On ne parle du "modèle social" que pour déplorer son coût. Argument des impôts trop élevés, qui freinent la compétitivité, font fuir les contribuables riches. Il n'y a pas corrélation : la Suède qui prélève beaucoup a pu avoir des résultats supérieurs au Japon, qui prélève peu, sur 1997-2007. C'est la dégradation du service public, dans les hôpitaux, les transports en commun, les universités, ou encore la privatisation des autoroutes qui a un coût social.


IX - L'hypocrisie climatique.
Pour lutter contre le réchauffement, il faudrait 4 piliers : énergies renouvelables, maîtrise des consommations d'énergie, consommation locale, économie circulaire. Mais en-dehors des effets d'annonce, pas de résultats concrets. Hypocrisie des pays riches quand il faut passer à la mise en oeuvre. Récit d'un échange avec un conseiller régional du Nord-Pas-de-Calais, relativisant l'impact d'une étude sérieuse. Idem, on laisse faire les explorations sur les hydrocarbures de l'Antarctique. Illusion des "solutions de marché", comme le marché du carbone ou le signal-prix.

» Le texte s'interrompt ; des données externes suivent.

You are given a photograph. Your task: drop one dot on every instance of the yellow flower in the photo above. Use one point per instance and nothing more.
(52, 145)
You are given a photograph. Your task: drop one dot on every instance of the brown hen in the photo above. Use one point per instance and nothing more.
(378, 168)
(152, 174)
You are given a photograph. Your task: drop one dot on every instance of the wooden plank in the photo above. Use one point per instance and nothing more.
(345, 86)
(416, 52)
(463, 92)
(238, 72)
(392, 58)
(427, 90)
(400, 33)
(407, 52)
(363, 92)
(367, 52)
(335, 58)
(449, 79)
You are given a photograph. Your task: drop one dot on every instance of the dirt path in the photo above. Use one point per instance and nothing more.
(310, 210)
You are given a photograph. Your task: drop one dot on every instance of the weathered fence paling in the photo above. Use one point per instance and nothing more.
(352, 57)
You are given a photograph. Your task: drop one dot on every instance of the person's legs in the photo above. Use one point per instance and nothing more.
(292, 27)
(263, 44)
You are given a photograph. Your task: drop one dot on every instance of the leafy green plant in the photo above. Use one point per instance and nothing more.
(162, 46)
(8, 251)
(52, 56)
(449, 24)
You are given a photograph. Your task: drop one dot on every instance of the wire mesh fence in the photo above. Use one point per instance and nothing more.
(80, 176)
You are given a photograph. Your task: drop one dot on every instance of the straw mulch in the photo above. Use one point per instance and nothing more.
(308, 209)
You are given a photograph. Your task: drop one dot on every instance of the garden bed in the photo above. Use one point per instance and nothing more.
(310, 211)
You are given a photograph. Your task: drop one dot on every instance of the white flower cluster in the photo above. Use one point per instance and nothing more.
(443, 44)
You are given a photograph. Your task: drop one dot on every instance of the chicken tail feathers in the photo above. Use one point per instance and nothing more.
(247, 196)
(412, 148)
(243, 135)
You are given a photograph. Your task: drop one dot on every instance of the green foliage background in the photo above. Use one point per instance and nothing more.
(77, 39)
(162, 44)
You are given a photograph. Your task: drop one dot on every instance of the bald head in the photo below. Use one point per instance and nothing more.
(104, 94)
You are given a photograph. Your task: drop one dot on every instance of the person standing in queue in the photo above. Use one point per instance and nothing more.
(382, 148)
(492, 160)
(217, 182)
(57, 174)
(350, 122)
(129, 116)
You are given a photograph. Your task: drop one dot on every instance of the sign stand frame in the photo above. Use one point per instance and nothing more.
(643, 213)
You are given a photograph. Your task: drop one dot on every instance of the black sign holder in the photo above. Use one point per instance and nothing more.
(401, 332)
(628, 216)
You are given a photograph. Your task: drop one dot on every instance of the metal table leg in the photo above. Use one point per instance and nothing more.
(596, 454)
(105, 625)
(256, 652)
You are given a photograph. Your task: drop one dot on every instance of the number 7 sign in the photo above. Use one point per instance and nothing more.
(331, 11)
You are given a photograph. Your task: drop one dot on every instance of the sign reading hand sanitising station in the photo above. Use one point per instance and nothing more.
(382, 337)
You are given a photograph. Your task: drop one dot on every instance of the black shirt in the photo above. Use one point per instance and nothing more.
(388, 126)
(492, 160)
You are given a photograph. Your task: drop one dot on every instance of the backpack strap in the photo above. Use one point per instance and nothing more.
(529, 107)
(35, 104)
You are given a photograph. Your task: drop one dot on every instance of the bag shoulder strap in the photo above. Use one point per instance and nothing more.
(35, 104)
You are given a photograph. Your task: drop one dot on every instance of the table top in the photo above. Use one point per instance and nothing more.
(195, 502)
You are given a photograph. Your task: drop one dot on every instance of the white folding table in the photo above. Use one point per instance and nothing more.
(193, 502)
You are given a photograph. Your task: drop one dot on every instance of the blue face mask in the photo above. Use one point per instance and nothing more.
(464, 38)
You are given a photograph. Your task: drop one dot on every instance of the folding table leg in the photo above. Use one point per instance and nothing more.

X - La désunion européenne.
L'Europe a montré son échec lors de la crise de 2007, dont certaines régions ne se sont toujours pas remises. Bilan. La création d'un marché commun de l'emploi a mis en compétition les modèles sociaux et fiscaux, en récompensant le moins-disant. Montée de la précarité, des partis nationalistes xénophobes.


XI - Le libre-échange, arme de domination massive.
Vision binaire, avec le libre-échange associé à la croissance, la liberté, etc... et le protectionnisme incarnant le repli sur soi, la montée des extrêmes. Pourtant libre-échange ne signifie que l'interdiction de protection. En réalité, il n'y a pas eu une évolution progressive et inévitable vers le libre-échange. L'Angleterre ne s'y est mis que lorsqu'elle a été assez puissante pour le faire. C'est en réalité un enjeu inégal de domination, une manière de piller les ressources des pays pauvres. Après l'Uruguay Round, 70% des gains étaient pour les pays développés. Et le libre-échange permet le dumping social. Prochaine vague de délocalisation : la comptabilité et l'audit.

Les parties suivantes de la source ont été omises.